Agotadas, o casi, todas las advertencias a que la ilógica de las decisiones de la UE en materia de limitaciones pesqueras, y recorrida casi la totalidad de las posibilidades a la vista –desde el colapso de la flota gallega hasta su probable desaparición–, la noticia que ayer publicaba FARO DE VIGO obliga a hablar ya de la extremaunción.

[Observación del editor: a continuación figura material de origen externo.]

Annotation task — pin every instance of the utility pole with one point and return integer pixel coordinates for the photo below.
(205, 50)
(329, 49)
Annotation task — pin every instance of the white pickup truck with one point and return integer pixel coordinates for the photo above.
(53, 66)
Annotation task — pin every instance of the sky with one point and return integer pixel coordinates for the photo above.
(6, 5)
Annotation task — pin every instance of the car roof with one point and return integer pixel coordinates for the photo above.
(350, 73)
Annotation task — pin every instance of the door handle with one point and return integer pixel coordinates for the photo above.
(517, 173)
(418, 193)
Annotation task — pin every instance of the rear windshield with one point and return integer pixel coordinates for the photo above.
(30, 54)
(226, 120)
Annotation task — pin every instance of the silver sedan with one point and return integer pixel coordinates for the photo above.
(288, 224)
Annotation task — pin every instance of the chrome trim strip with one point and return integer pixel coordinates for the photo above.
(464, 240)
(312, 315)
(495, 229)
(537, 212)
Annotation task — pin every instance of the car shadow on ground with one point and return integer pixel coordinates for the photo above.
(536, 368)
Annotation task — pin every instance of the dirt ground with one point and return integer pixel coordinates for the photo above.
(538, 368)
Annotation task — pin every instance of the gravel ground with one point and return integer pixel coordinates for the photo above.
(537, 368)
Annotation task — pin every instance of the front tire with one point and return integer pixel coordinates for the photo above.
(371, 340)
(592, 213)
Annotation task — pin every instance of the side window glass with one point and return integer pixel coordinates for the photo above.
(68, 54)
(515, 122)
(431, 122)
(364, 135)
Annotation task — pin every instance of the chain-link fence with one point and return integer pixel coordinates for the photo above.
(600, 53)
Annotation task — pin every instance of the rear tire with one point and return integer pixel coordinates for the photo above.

Pero no acabará en este último suspiro, sino con la respuesta a una pregunta que ni puede ni debe quedar en el aire: ¿qué más tiene que aguantar Galicia de la Unión Europea, y de la pasividad del Gobierno del señor Sánchez, para activar de una vez los recursos –pocos, eso es cierto, pero es mejor algo que nada– para defender sus derechos?

Digan lo que digan los melifluos asesores que abundan en Moncloa y su entorno, hay momentos en los que el Derecho, incluido el Internacional, tiene que predominar sobre acontecimientos y/o las visiones particulares de los miopes políticos. Es una norma general, pero ya se sabe que en España ese tipo de obligaciones solo se aprueba o respalda cuando le conviene a los que mandan; es lo que ha llegado, ahora y con estos, a límites desconocidos. Y, en este punto, hay otra pregunta: ¿qué sucederá con la flota –unos mil barcos, calculaba este periódico– y sus derechos y, a la vez –algo que tiende a olvidarse–, con la industria transformadora? Son cientos de familias las que padecerán.

Una de las respuestas se refiere a la unidad en el rechazo –con el presidente Rueda y doña Ana Pontón y el señor González Formoso a la cabeza-– lo que equivale a decir el conjunto de la sociedad gallega para que se la defienda. Y no parece necesaria una relación pormenorizada de los maltratos a este Reino desde hace muchos años, como nadie de buena fe puede negar que en los últimos cuatro han sido más y más sonoros que antes. Pero ahora no importan tanto el pecado como poner en su sitio al pecador que, por cierto –y conviene reiterarlo– también es quien tercamente se empecina en no introducir retoques a una Ley, la de Costas, que otros –Baleares, Canarias y Andalucía– ya tienen.

Esta es otra cuestión importante –en sectores industriales amplios y también sociales– para no pocos –y legítimos– intereses particulares. Ambos asuntos, por cierto, son la consecuencia de la flagrante incompetencia de quienes dirigen aquí una llamada “transición ecológica”. Que mejor hubieran hecho en bautizarla como “improvisación medioambiental” y cuyo plan, si lo hay, se conoce hasta ahora solo como catálogo de prohibiciones y/o limitaciones cuya adopción aparenta realizado sin respaldo científico suficiente, sin plazos y sin dotación económica clara. Por cierto, solo fundamentada en unos fondos europeos de los que se desconoce casi todo salvo la teórica cifra oficial.

Cierto que nada de esto debería suponer una sorpresa ante el desbarajuste que promueve un Gobierno que anuncia y aprueba a machamartillo impuestos nuevos y sine die sobre “ingresos” de las empresas eléctricas cuando Europa lo hace solo para los “beneficios extraordinarios”, en cuantía media y solo referidos a los últimos tres años. España, por medio de su gobierno, tendrá que rectificar una vez más: nadie podrá confirmar en serio las baladronadas de algunos que insisten en que don Pedro “ejerce liderazgo” en la Unión tras semejantes errores y la serie de ocurrencias de sus ministros/as. Y no es necesario concretar más: todo el mundo sabe ya de quiénes se trata.